Affiliation:
1. University Hospital RWTH Aachen
2. Queensland University of Technology
3. Witten / Herdecke University
Abstract
Abstract
Background
Particularly for pediatric trauma patients, it is of utmost importance that the right patient be treated in the right place at the right time. While unnecessary interhospital transfers must be avoided, the decision against transfer should not lead to higher complication rates in trauma centers without added pediatric qualifications. Therefore, we aimed to identify independent predictors for an early interhospital transfer and analyzed the mortality of non-transferred patients, adjusted for several confounders. Furthermore, we evaluated the implementation of transfer recommendations of the Whitebook Medical Care of the Severely Injured of the German Trauma Society.
Methods
A national dataset from the TraumaRegister DGU® was used to retrospectively identify factors for an early interhospital transfer (< 48h) to a superordinate trauma center. Severely injured pediatric patients (age < 16 years) admitted between 2010–2019 were included in this analysis. Adjusted odds ratios (OR) with 95% confidence intervals (CI) for early transfer were calculated from a multivariable model. Prognostic factors for hospital mortality in non-transferred patients were also analyzed.
Results
In total, 6,069 severely injured children were included. Of these, 65.2% were admitted to a Level I trauma center, whereas 27.7% and 7.1% were admitted to Level II and III centers, respectively. After the initial evaluation in the emergency department, 25.5% and 50.1% of children primarily admitted to a Level II or III trauma center, respectively, were transferred early. Statistically significant predictors of an early transfer were:
Severe traumatic brain injury (OR 1.76, CI 1.28-2.43).
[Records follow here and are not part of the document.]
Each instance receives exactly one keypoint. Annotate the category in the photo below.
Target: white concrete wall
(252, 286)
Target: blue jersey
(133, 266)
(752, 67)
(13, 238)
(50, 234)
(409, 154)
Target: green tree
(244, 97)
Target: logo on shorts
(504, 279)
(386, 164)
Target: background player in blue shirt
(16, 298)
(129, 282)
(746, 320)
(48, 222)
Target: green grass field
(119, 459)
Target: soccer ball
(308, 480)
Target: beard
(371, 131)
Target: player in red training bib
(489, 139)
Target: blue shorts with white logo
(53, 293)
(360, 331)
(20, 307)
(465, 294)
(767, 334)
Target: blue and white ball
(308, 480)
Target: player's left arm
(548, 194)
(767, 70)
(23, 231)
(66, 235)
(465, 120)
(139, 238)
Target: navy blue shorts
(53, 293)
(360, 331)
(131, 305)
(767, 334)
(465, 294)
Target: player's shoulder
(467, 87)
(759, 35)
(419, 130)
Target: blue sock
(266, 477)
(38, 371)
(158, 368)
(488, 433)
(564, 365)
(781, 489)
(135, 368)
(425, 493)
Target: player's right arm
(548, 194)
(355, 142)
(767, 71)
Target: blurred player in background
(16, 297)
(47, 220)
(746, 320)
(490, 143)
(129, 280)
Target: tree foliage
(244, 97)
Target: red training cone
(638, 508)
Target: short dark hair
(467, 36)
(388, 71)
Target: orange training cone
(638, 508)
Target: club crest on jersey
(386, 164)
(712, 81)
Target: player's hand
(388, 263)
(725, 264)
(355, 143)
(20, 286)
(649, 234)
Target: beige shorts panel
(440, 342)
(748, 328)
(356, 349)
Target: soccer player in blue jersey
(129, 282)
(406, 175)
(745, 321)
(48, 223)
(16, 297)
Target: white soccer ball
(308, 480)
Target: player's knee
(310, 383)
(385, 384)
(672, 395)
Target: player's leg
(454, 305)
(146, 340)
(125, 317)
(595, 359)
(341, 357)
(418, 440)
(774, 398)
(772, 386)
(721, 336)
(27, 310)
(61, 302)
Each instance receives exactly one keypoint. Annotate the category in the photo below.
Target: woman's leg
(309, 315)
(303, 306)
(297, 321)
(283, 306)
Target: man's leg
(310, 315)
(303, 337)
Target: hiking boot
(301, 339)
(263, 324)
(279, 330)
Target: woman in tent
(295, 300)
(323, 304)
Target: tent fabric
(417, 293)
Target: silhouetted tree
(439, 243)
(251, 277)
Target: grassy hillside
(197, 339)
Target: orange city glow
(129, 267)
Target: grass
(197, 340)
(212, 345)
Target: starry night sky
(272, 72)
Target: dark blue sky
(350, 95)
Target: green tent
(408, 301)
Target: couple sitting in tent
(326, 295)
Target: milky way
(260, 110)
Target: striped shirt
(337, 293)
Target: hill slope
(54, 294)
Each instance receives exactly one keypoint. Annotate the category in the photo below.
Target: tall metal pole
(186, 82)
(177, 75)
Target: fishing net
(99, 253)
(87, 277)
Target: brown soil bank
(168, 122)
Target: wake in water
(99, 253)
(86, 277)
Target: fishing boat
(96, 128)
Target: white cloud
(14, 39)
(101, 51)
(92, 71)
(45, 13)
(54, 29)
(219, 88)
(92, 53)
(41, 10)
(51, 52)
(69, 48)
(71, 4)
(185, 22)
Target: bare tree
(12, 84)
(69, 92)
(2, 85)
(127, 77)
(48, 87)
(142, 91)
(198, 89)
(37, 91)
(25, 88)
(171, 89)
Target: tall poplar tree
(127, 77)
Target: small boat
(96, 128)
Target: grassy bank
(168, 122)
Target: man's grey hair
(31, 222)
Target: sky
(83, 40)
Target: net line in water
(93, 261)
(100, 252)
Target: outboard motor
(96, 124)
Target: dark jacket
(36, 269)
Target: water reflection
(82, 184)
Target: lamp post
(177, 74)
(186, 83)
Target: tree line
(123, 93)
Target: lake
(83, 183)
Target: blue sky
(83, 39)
Injury severity score (ISS) ≥ 16 points (OR for each ISS category > 2.0).
Age < 10 years (OR for each age category < 10 years of age > 1.62).
Admission to a Level III trauma center (OR 3.80, CI 2.95-4.90).
The most important independent factor for mortality in non-transferred patients was age < 10 years (OR = 1.70).
Conclusions
Knowing the independent predictors for an early transfer, such as a young patient's age, a high injury severity, severe traumatic brain injury, and Level III admission, may improve the choice of the appropriate trauma center. This may guide the rapid decision for an early interhospital transfer. There is still a lack of outcome data on children with early interhospital transfers in Germany, who are the most vulnerable group. The latest German guideline recommendations for interhospital transfers were reliably implemented.